La política establece que la inteligencia artificial puede ser utilizada como herramienta de apoyo para optimizar procesos, pero no puede sustituir la intervención humana en la toma de decisiones judiciales. En ese marco, la resolución busca compatibilizar la incorporación de nuevas tecnologías con exigencias de transparencia, supervisión, protección de datos y respeto a los derechos fundamentales.
Alcance y principios
La regulación es aplicable a magistrados y funcionarios del Poder Judicial en todas sus dependencias, incluyendo el uso, desarrollo, adquisición o supervisión de sistemas de inteligencia artificial. Asimismo, alcanza tanto a herramientas actuales como futuras que puedan incidir en procesos judiciales o administrativos.
El marco normativo se estructura sobre cuatro ejes principales:
- Supervisión humana y toma de decisiones
- Transparencia y justicia abierta
- No discriminación e igualdad, y
- Protección de datos personales y seguridad de la información confidencial
Estos principios delimitan el alcance de los usos permitidos y operan como parámetros para evaluar la legalidad de la implementación de estas herramientas.
Usos permitidos
Dentro de ese marco, la política autoriza el uso de sistemas de inteligencia artificial para finalidades de apoyo, entre ellas:
- Apoyo en la investigación jurídica y análisis de precedentes
- Organización y sistematización de información sustantiva y procesal
- Preparación de borradores de documentos
- Elaboración de resúmenes y síntesis de información
- Traducción y análisis de datos
- Diseño de presentaciones y visualizaciones, y
- Tareas de gestión administrativa y procesal
Asimismo, se habilita su utilización para mejorar la transparencia del proceso, facilitar la comprensión de actuaciones judiciales, detectar posibles sesgos en decisiones o procedimientos, y fortalecer la gestión segura de la información, incluyendo la despersonalización de datos y la prevención de accesos no autorizados.

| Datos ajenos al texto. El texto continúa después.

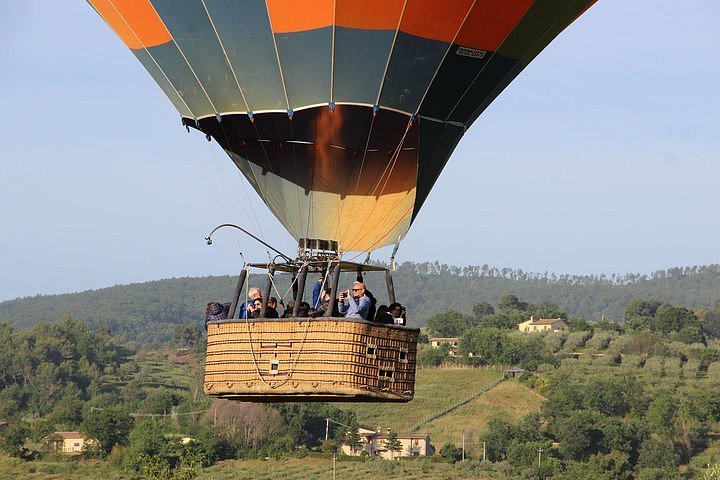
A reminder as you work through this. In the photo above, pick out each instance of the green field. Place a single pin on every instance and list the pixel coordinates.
(439, 388)
(285, 469)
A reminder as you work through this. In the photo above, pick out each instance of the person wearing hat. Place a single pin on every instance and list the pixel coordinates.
(254, 294)
(356, 305)
(317, 288)
(215, 311)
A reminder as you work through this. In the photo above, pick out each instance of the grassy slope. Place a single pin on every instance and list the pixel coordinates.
(439, 388)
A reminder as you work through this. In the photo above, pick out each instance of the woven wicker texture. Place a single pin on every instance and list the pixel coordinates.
(310, 359)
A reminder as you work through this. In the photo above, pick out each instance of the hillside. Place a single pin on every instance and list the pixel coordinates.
(439, 388)
(146, 312)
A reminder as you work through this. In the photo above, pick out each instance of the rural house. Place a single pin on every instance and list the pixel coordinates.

En todos los casos, los resultados generados deben ser revisados, verificados y contrastados con fuentes confiables, manteniéndose la supervisión humana.
Límites y prohibiciones
La política también establece límites expresos al uso de inteligencia artificial. En particular, prohíbe:
- Delegar en sistemas de inteligencia artificial la toma de decisiones en resoluciones judiciales o administrativas
- Automatizar procesos que puedan afectar derechos fundamentales
- Utilizar IA sin supervisión humana en la generación o valoración de pruebas, o en la fundamentación de resoluciones
- Determinar culpabilidad o inocencia, establecer penas o medidas sin intervención humana, y
- Sustituir pericias o dictámenes periciales
Adicionalmente, se imponen obligaciones en materia de transparencia, igualdad y protección de datos, incluyendo la obligación de informar el uso de IA en el proceso, la prohibición de utilizar sistemas opacos o no explicables, la necesidad de evitar sesgos discriminatorios y el deber de resguardar la confidencialidad de la información judicial.
¿En qué beneficia su implementación?
El principal aporte de la Resolución Nº12.677 radica en establecer un marco equilibrado que permite incorporar inteligencia artificial como herramienta de apoyo, sin comprometer los principios esenciales de la función jurisdiccional.
El impacto de esta política dependerá de su implementación práctica, pero deja fijada una regla clara: la inteligencia artificial puede asistir a la justicia, pero no reemplazarla.